„Als der Krieg begann, waren Alma und Mathis noch Kinder.“ „Was fängt man mit einem Mann an, den man eigentlich gar nicht treffen will?“ „Luise hatte keine Chance, an mir vorbeizukommen. Ich bin ihr förmlich vor die Füße gefallen. Mitten ins Gestrüpp, im tiefsten Osten.“
So fangen sie an, die verschiedenen Geschichten, die das Leben schrieb. Sie sind alltäglich und großes Kino zugleich. Die älteste Erzählung von Alma und Mathis ereignete sich vor mehr als einhundert Jahren, die jüngste vor knapp zwei Jahren. Mitten in der Coronazeit verlieben sich Tim und Lizzi, beide schon jenseits der fünfzig, ineinander, und dass die Liebe auch vor dem hohen Alter nicht Halt macht, erzählt Ida im Kapitel „Winterschmetterlinge“, das dem Buch seinen Namen gab:
„Es war der 4. Januar 2006, als mir in unserer Gartenkolonie in der Kurve ein Mann entgegenkam. Was heißt entgegenkam? Es war Blitzeis und der Mann hing festgekrallt im Gartenzaun und hangelte sich Stück für Stück vorwärts. ‚Wo wollen Sie denn hin?‘, fragte ich ihn besorgt. ‚In meinen Garten, antwortete er.‘“
So unverfänglich trifft ein Witwer im Alter von fünfundachtzig Jahren auf die Frau, die er sechs Jahre später heiratet.
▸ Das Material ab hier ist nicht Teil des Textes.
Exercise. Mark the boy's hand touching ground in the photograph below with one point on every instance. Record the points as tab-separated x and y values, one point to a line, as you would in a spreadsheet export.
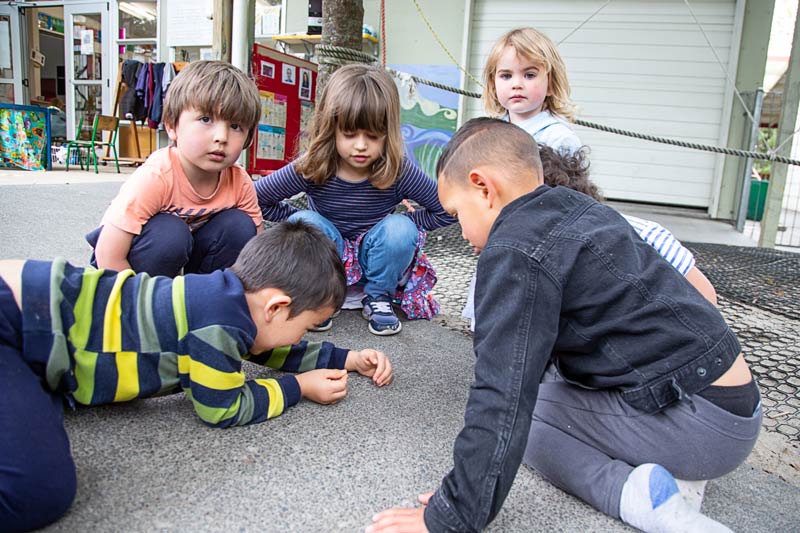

„Als ich im Standesamt anrief, warnte mich die Beamtin, als sie hörte, dass Erwin schon neunzig sei: ‚Wir sitzen im zweiten Stock, wir haben keinen Fahrstuhl. Wie will Ihr Mann hier hochkommen?‘ Wir sind gelaufen. Erwin freihändig, ich mit Stock.“
Während Erwin seine erste Frau nach sechzig Ehejahren verloren hatte, erlitten Anna und Paul schon in jungen Jahren den Verlust ihrer großen Liebe und blieben jeweils allein mit Kind zurück.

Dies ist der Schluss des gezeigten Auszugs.